Они поднялись в барак, и Мигель подождал Птаха, возившегося с крышкой погреба. Чувствуя вес баула, священник в очередной раз укорил себя за то, что не взял тогда из церкви Святой Троицы хранившиеся в ней образа, кроме нескольких, которые поместились в сумку. А что он мог сделать? Снести все на лодку, тут же отозвался внутренний голос. Но кто знал, да и не дело это, выносить из храма иконы. Даже после конца света. А кому они теперь достанутся? Кто будет за ними следить? На этот вопрос у Мигеля, к его небольшому успокоению, ответ имелся. В Антарктике, помимо «О.А.К.», еще теплились очаги выживших. Да, в отличие от разрушенной «Новолазаревской» они находились на серьезном удалении друг от друга. Но ведь они были! А значит, когда-нибудь церковь найдут, и она снова будет использоваться по назначению. Только бы не разграбили… Да полно, он вновь одернул себя. Там у людей есть голова. Должна быть. Вон, русские же жили, к тому же приютили столько людей. А если иконы и разберут по домам, так даже и лучше. В конце концов, других священников на материке он не знал. Кому служить? Может, и были, но встречаться не доводилось.
Только бы на дрова не пошли, снова забередил душу гаденький голосок…
Поправив на плече баул, Мигель тряхнул головой, прогоняя назойливые неуместные мысли. Все нормально. Так и должно быть. Им и этих икон хватит. А со временем, даст Бог, может и получится у местных художников написать еще святых. Красивое православное издание с иллюстрациями Мигель видел в библиотеке. Все по мере поступления.
В селении обитали представители разных наций и вероисповеданий. Были и православные, так что затее священника никто не препятствовал. Правление «Братства» было лояльно к любым конфессиям, поддерживая тем самым культурное наследие представителей разных стран. Мигель помнил передвижную Церковь Святого Грима, в которой сочетались браком Олаф и Милен. Теперь и у них своя будет.
Когда они шли по дороге, ведущей к стройке, священник увидел фермера, направлявшегося к ним через поле и что-то кричавшего, размахивая руками, чтобы привлечь внимание. Мигель и Птах сбавили шаг, давая мужчине возможность поравняться с ними. Подойдя, тот продолжал что-то сбивчиво говорить на датском, указывая в направлении, откуда пришел.

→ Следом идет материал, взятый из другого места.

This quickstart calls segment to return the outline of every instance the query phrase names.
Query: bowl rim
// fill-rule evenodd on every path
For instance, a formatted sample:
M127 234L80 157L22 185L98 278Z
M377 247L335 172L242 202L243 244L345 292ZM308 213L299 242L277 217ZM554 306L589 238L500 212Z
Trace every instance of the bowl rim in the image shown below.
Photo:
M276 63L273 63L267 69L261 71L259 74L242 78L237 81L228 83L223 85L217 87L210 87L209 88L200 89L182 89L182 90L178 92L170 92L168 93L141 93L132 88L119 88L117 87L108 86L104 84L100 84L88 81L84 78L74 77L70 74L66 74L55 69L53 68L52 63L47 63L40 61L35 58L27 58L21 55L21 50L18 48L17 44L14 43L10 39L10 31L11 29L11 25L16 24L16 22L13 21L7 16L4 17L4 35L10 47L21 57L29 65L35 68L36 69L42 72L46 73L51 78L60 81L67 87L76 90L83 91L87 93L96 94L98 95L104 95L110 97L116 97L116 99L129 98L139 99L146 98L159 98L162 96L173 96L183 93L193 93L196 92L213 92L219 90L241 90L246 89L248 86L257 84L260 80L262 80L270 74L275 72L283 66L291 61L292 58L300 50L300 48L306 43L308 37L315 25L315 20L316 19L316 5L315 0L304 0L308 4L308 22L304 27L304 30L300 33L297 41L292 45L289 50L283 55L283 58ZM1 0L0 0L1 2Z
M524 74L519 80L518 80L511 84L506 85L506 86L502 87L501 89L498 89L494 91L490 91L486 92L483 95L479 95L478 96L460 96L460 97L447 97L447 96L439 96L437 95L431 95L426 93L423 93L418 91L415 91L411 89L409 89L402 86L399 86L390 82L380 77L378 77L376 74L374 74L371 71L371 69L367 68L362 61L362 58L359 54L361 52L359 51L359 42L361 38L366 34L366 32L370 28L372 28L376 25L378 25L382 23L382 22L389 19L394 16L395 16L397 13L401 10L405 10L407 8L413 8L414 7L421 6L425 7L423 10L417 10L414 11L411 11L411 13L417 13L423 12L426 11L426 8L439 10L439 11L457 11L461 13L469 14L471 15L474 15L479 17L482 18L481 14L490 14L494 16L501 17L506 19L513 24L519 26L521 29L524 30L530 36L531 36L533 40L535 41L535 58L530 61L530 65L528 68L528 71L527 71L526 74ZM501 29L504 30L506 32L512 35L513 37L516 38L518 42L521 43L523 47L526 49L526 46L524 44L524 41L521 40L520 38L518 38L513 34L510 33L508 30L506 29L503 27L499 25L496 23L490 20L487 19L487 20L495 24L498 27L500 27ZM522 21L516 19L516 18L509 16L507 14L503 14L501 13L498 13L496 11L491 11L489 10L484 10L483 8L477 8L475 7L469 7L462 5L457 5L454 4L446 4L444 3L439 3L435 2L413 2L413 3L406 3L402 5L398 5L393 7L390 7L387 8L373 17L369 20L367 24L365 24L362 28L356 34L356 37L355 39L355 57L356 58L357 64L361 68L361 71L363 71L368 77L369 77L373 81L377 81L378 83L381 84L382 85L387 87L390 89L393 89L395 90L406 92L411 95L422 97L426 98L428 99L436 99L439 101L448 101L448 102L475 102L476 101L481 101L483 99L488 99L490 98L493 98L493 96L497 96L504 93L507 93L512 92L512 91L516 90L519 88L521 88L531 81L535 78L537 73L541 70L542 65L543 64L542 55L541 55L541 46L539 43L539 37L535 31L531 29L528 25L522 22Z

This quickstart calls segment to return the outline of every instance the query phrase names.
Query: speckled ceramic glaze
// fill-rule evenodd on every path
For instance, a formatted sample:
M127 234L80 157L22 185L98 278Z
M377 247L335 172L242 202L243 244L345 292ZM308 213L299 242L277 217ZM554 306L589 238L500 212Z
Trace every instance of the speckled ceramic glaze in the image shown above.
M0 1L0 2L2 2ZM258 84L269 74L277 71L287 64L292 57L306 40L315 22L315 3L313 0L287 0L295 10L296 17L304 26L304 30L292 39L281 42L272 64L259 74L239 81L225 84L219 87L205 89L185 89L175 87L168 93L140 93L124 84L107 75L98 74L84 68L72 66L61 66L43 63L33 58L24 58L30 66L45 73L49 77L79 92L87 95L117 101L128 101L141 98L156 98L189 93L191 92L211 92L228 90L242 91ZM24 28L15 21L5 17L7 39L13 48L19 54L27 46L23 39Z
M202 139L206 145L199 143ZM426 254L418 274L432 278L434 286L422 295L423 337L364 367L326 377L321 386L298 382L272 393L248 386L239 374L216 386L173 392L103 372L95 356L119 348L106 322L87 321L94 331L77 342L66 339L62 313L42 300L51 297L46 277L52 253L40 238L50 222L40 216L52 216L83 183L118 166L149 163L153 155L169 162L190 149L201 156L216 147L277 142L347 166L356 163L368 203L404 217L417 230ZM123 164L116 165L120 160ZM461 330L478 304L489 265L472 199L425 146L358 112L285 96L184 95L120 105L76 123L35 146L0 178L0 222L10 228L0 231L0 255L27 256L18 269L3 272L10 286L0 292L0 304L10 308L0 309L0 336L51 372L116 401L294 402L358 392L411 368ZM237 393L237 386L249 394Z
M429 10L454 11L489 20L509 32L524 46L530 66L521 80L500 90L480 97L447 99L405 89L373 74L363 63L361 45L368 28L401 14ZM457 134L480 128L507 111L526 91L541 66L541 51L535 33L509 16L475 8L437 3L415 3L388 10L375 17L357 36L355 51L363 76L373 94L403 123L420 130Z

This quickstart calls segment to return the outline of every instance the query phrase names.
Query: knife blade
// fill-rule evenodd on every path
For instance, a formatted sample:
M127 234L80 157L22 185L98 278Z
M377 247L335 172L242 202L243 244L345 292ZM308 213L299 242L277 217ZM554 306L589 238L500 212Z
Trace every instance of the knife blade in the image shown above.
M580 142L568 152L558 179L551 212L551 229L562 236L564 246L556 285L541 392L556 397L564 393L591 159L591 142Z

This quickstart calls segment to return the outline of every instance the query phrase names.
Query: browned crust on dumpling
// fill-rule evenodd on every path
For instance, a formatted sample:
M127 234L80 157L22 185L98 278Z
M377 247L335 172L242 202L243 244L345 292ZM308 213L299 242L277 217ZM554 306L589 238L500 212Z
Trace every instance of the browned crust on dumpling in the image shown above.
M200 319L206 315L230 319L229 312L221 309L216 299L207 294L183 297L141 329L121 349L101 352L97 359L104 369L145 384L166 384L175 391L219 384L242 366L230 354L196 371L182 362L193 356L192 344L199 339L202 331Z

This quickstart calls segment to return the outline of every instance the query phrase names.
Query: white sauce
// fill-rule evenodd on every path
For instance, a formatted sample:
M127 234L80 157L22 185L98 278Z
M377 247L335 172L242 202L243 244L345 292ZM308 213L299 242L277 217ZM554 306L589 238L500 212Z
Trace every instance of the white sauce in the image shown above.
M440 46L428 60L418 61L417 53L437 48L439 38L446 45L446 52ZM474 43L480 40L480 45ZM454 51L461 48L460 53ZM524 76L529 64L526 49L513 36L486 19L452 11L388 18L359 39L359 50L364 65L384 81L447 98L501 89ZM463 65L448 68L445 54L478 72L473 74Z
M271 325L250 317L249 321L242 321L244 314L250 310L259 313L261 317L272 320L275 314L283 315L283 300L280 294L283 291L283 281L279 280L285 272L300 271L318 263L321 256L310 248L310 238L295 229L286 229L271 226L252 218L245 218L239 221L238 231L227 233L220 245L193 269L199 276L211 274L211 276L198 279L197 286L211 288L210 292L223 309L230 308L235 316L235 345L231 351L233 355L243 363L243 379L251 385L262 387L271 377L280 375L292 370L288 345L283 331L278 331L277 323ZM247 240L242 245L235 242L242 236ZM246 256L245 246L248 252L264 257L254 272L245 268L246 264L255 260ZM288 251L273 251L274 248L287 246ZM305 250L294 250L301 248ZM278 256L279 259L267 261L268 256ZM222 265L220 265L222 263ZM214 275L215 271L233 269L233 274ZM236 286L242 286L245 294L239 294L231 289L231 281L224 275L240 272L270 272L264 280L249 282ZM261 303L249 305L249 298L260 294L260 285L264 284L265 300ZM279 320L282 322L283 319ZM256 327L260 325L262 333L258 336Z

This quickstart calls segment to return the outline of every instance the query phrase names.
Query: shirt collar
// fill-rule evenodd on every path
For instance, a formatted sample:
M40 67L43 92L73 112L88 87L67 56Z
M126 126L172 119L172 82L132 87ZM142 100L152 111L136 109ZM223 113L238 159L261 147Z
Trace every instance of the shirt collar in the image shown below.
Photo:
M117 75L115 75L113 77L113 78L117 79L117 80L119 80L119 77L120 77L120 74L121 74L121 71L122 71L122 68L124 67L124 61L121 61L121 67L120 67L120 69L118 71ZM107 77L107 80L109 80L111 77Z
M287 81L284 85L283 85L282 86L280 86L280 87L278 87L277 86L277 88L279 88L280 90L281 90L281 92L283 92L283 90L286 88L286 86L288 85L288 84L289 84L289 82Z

– Подождите, постойте. Я не понимаю, – пытался вклиниться Мигель в поток непонятных фраз. Птах прятался за его спину, опасливо прижимая баул с иконами к груди.
Мужчина продолжал жестикулировать, взяв священника под локоть и явно приглашая последовать за собой.
– Я не понимаю, – повторил тот по-английски, и фермер наконец догадался сменить язык.